Asymptomatic carriage of M. pneumoniae common in children
The bacterium M. pneumoniae is carried at high rates in the upper respiratory tracts of healthy children and usual diagnostic tests cannot differentiate between such asymptomatic carriage and actual respiratory tract infection, according to a study by Dutch researchers published in this week's PLOS Medicine.
These findings are important as they suggest that clinicians may need to reconsider the clinical significance of a positive test result for the presence of this bacterium.
The researchers, led by Annemarie van Rossum from Erasmus MC–Sophia in Rotterdam, The Netherlands, reached these conclusions by comparing the upper respiratory tract swabs and blood culture results taken from 321 children (aged 3 months to 16 years) admitted to hospital with a respiratory tract infection with those from 405 healthy children undergoing an elective surgical procedure.
The authors found that the prevalence of M. pneumoniae (as measured using PCR tests) did not differ between the asymptomatic group and the symptomatic group, with a prevalence of 21.2% and 16.2% respectively. There was also no difference in prevalence when diagnosed using blood tests.
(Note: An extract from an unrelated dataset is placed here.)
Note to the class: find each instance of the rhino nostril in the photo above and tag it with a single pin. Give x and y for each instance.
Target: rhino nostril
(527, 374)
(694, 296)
In addition, a high rate of other bacteria and viruses was found in both asymptomatic and symptomatic children.
The authors also report a wide variation in asymptomatic carriage of M. pneumoniae ranging from 3% during the spring of 2009 to 58% during the summer of 2010. And in 21 children from the asymptomatic group who participated in a follow up study, 15 (71%) tested negative within one month and in the symptomatic group, 19 of 22 children (86%) tested negative after the first visit.
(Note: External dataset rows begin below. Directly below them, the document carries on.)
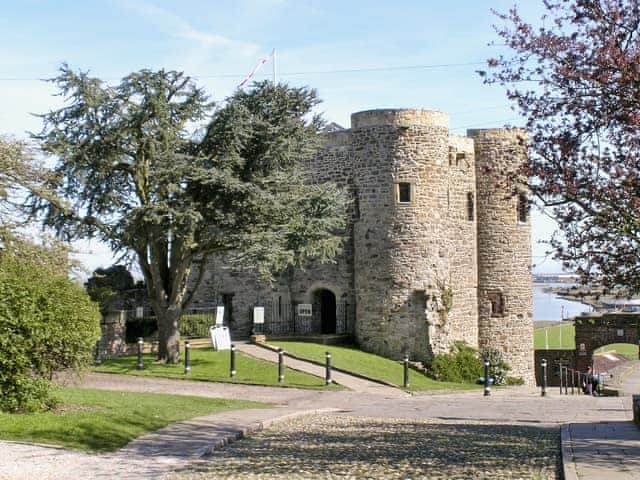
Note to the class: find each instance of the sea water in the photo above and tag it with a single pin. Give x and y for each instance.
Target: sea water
(548, 306)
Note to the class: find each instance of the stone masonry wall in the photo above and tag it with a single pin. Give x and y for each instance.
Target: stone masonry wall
(461, 245)
(504, 252)
(402, 250)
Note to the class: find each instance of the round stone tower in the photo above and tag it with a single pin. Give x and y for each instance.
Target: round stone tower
(505, 299)
(400, 163)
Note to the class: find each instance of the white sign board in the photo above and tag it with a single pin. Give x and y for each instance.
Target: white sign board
(258, 315)
(219, 315)
(220, 337)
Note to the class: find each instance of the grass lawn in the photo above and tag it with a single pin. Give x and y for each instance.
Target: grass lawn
(104, 421)
(353, 360)
(212, 366)
(567, 332)
(627, 350)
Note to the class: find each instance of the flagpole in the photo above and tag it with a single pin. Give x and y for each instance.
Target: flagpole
(273, 61)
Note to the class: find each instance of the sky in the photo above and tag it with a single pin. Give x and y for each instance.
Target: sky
(359, 55)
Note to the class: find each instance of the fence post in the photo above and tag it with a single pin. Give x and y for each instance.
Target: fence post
(280, 365)
(487, 387)
(560, 366)
(97, 360)
(187, 358)
(406, 370)
(233, 360)
(140, 365)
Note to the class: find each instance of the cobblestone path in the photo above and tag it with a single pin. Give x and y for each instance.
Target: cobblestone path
(331, 446)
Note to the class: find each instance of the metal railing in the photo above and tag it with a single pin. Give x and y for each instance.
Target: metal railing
(285, 319)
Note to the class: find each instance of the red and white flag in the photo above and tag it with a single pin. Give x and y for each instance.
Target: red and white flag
(257, 67)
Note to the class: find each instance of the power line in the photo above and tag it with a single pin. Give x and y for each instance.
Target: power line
(485, 123)
(292, 74)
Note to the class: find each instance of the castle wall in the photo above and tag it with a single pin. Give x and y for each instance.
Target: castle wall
(401, 261)
(332, 164)
(504, 252)
(461, 244)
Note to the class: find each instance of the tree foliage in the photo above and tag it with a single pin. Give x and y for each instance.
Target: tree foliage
(20, 174)
(152, 168)
(576, 80)
(106, 284)
(47, 323)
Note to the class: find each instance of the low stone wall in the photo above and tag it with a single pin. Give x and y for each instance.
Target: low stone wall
(112, 343)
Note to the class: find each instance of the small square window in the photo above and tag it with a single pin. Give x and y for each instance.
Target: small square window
(523, 208)
(404, 192)
(497, 304)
The authors say: "Although our study has limitations, such as a single study site and limited sample size, our data indicate that the presence of M. pneumoniae in the upper respiratory tract is common in asymptomatic children."
They continue: "The current diagnostic tests for M. pneumoniae are unable to differentiate between asymptomatic carriage and symptomatic infection."
The authors add: "Therefore, clinicians may need to readdress the clinical significance of a positive test result."